Topology Matters: Measuring Memory Leakage in Multi-Agent LLMs
Jinbo Liu, Defu Cao, Yifei Wei, Tianyao Su, Yuan Liang, Yushun Dong, Yue Zhao, Xiyang Hu
TL;DR
This work introduces MAMA, a topology-aware framework for measuring memory leakage in multi-agent LLM systems. By synthesizing PII-containing documents and employing an Engram–Resonance protocol across six graph topologies, the authors quantify how network structure, attacker–target placement, and rounds modulate PII diffusion. Key findings show that dense, highly connected topologies yield the most leakage, leakage occurs rapidly and then plateaus, and different PII types leak with distinct magnitudes, with temporal and locational attributes leaking more readily than identity or regulated identifiers. The results yield actionable guidance for designing safer multi-agent systems, such as preferring sparse or hierarchical connectivity, increasing attacker–target separation, and implementing topology-aware access controls. The work provides a reproducible baseline (SPIRIT) and a rigorous methodology for topology-driven privacy assessment in multi-agent LLM deployments.
Abstract
Graph topology is a fundamental determinant of memory leakage in multi-agent LLM systems, yet its effects remain poorly quantified.

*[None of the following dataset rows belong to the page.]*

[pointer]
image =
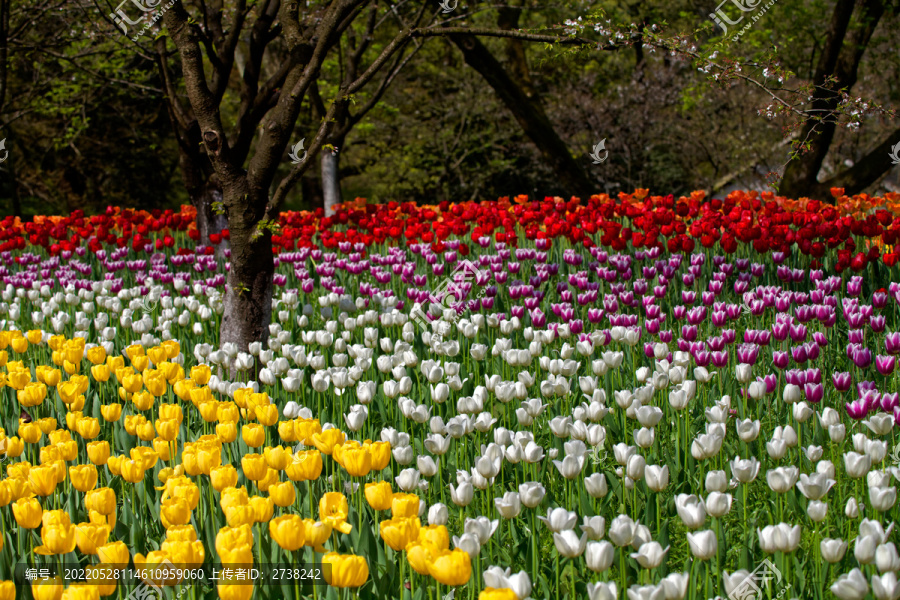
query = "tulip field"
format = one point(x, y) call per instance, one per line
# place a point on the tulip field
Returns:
point(636, 397)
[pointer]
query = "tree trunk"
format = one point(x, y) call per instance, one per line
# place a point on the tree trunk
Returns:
point(248, 298)
point(840, 58)
point(204, 190)
point(529, 113)
point(331, 181)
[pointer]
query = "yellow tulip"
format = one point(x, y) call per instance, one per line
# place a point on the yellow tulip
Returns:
point(42, 480)
point(98, 452)
point(404, 505)
point(418, 554)
point(226, 432)
point(140, 363)
point(233, 497)
point(174, 511)
point(283, 494)
point(147, 456)
point(267, 415)
point(157, 354)
point(171, 411)
point(253, 434)
point(27, 512)
point(14, 446)
point(47, 588)
point(233, 537)
point(155, 383)
point(33, 394)
point(172, 348)
point(88, 427)
point(327, 440)
point(89, 536)
point(263, 508)
point(243, 514)
point(305, 466)
point(286, 431)
point(287, 531)
point(29, 432)
point(356, 461)
point(451, 567)
point(398, 533)
point(100, 373)
point(132, 471)
point(115, 363)
point(19, 344)
point(267, 481)
point(201, 374)
point(497, 594)
point(167, 429)
point(132, 382)
point(96, 355)
point(114, 553)
point(254, 466)
point(111, 412)
point(316, 533)
point(277, 457)
point(102, 578)
point(435, 535)
point(7, 590)
point(345, 570)
point(334, 510)
point(222, 477)
point(155, 568)
point(68, 449)
point(235, 589)
point(145, 431)
point(56, 539)
point(84, 477)
point(380, 496)
point(101, 500)
point(47, 424)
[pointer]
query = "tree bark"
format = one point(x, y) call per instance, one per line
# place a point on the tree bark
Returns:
point(841, 55)
point(528, 112)
point(331, 181)
point(248, 296)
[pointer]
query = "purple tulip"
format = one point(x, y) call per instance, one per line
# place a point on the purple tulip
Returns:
point(748, 353)
point(796, 377)
point(798, 333)
point(799, 354)
point(771, 381)
point(885, 364)
point(780, 359)
point(814, 392)
point(890, 401)
point(780, 331)
point(872, 400)
point(862, 357)
point(842, 381)
point(892, 342)
point(856, 410)
point(702, 358)
point(719, 359)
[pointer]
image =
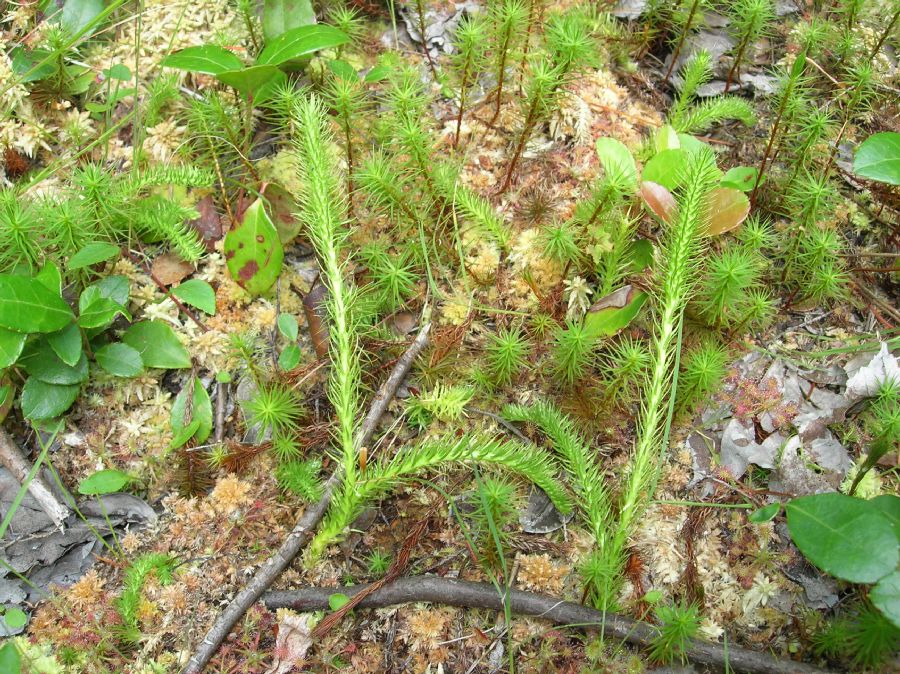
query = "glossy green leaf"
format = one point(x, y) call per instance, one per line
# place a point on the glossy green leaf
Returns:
point(50, 277)
point(889, 506)
point(158, 345)
point(886, 597)
point(616, 159)
point(200, 411)
point(666, 168)
point(666, 138)
point(92, 254)
point(614, 312)
point(287, 326)
point(10, 660)
point(66, 343)
point(878, 158)
point(15, 618)
point(11, 344)
point(343, 70)
point(181, 438)
point(207, 59)
point(120, 360)
point(115, 288)
point(741, 178)
point(27, 305)
point(289, 357)
point(40, 360)
point(198, 294)
point(41, 400)
point(97, 311)
point(299, 42)
point(280, 16)
point(249, 80)
point(102, 482)
point(765, 514)
point(844, 536)
point(253, 252)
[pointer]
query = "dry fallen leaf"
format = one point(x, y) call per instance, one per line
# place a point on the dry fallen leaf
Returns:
point(169, 269)
point(209, 224)
point(866, 381)
point(659, 200)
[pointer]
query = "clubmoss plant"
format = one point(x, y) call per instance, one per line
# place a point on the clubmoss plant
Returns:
point(592, 496)
point(730, 275)
point(572, 352)
point(323, 212)
point(702, 370)
point(507, 352)
point(129, 603)
point(686, 116)
point(677, 277)
point(301, 478)
point(678, 624)
point(507, 20)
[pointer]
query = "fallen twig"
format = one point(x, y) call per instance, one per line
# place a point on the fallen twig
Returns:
point(11, 458)
point(484, 595)
point(311, 517)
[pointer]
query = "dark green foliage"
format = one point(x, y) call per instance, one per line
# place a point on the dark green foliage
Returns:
point(861, 636)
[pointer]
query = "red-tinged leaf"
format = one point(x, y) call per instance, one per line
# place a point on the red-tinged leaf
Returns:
point(282, 206)
point(614, 312)
point(727, 208)
point(209, 224)
point(659, 200)
point(253, 251)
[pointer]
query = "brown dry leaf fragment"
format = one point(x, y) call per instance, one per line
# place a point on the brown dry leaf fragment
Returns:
point(659, 200)
point(170, 268)
point(209, 224)
point(314, 309)
point(292, 643)
point(727, 208)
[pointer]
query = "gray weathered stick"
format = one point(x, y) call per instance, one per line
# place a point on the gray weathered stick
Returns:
point(484, 595)
point(311, 517)
point(12, 459)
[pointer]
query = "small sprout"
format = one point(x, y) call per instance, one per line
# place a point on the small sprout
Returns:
point(507, 352)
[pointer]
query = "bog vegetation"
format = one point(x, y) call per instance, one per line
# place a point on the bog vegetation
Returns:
point(223, 223)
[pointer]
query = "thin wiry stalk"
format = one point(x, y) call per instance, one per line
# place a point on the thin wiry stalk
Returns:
point(677, 271)
point(323, 210)
point(529, 462)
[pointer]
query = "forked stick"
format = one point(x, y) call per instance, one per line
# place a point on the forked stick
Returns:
point(311, 517)
point(453, 592)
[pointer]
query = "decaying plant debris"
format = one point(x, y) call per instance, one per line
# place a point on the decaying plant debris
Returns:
point(449, 336)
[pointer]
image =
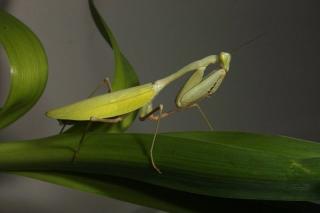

We introduce MAMA (Multi-Agent Memory Attack), a framework that measures how network structure shapes leakage. MAMA operates on synthetic documents containing labeled Personally Identifiable Information (PII) entities, from which we generate sanitized task instructions. We execute a two-phase protocol: Engram (seeding private information into a target agent's memory) and Resonance (multi-round interaction where an attacker attempts extraction). Over up to 10 interaction rounds, we quantify leakage as the fraction of ground-truth PII recovered from attacking agent outputs via exact matching. We systematically evaluate six common network topologies (fully connected, ring, chain, binary tree, star, and star-ring), varying agent counts $n\in\{4,5,6\}$, attacker-target placements, and base models. Our findings reveal consistent patterns: fully connected graphs exhibit maximum leakage while chains provide strongest protection; shorter attacker-target graph distance and higher target centrality significantly increase vulnerability; leakage rises sharply in early rounds before plateauing; model choice shifts absolute leakage rates but preserves topology rankings; temporal/locational PII attributes leak more readily than identity credentials or regulated identifiers. These results provide the first systematic mapping from architectural choices to measurable privacy risk, yielding actionable guidance: prefer sparse or hierarchical connectivity, maximize attacker-target separation, limit node degree and network radius, avoid shortcuts bypassing hubs, and implement topology-aware access controls.